14 sep 2020
vr 04 sep 2020
Dance artist Alesandra Seutin appears in Dear Winnie at Het Theaterfestival. But first, she will deliver a workshop for the shortlisted candidates for the Roel Verniers Prize. Here she gives an insight into her practice and shares her observations from her career in the UK and Belgium.
How do you describe yourself and your practice?
Alesandra Seutin:’ I’m a dance artist, independent choreographer, and artistic director of my company, Vocab Dance. Most of my career is in London but I grew up in Brussels and I work internationally in Europe and Africa. I create work mostly for theatres, sometimes site specific work, some film. My work is an intersection of dance, voice, spoken word (but not always spoken), social issues and politics.’
What question did you ask yourself the most while creating?
‘It’s always: why? I don’t create out of the luxury of creating but because something is stirring me or disturbing me and there’s a question: why? Why is this happening? What’s the purpose? There’s nothing without a purpose for me. What have I got to say? What am I bringing onstage? I go really deep into issues that make people uncomfortable, like race, especially in the UK, and I drop it on stage and leave the audience with it. They have the choice to leave it or have a debate or research further but they can’t ignore it because it’s been thrown at them.’
Is there a piece that you’re particularly proud of?
‘Definitely Dear Winnie because it’s very unapologetic. Doing the première and singing ‘Kill the Boer’ has shown that it’s alright to be in your face. I brought movement and physicality to the play . There’s a scene where Winnie Mandela is in a cell and she starts speaking to mice and the director asked: how do we become these rats? It was how to become rather than imitate. The body becomes a text. Working with dance as a dramaturg is about asking questions, what is the intention? I’m pushing them to change their state of mind and body rather than just following steps, go there, move there, just shapes. It’s very different from just choreographing. It’s actually becoming a human onstage rather than just a dancer because sometimes there’s a separation in the dance world with the human and the body.’
How does music fit into your work?
‘I love film music, it creates atmosphere, and it guides you, it’s an orchestration, it tells a story. For me the body is an instrument and the dancer has to become another instrument that’s part of that composition. The music has to stand on its own – if you have a deaf person in the audience they should be engaged by the body. It should have it’s own musicality so that it’s not a slave to the music either. They’re separate but they communicate and complement each other.’

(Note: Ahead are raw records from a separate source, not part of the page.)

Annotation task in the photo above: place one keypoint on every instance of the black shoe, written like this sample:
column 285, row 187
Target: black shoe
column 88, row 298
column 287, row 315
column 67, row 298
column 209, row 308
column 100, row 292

What are your observations from working internationally?
‘The luxury of travelling so much, before all this, is I’m like a sponge. In the UK it’s about the aesthetic, it’s not so much about what are you saying but what are you showing? The luxury here in Belgium is the length of rehearsal. I love getting to play and research in the studio with no boundaries. The ‘European approach’ pushes me to something more intellectual. It’s about having more layers to the work, there’s so much more than the body, it’s about everyday living, philosophy, other art forms.’
What does your workshop at het TheaterFestival deal with?
‘First and foremost it’s about how you present yourself as an artist in a very Anglo-Saxon way. In the UK there’s the artist but also the business of the artist, which is really useful once you have your work and need to sell yourself. So this workshop is all about: how do you speak about yourself, a lot of us are really humble, and we need to acknowledge the things that we are and what we do. It’s to push you to think: who are you, what do you do, and why? It’s also about: how do you, at a work-in-progress, control the room when there’s feedback and benefit from it rather than allowing people to just spit out feedback? How will it develop my work? Those are the tools I’m giving the participants.’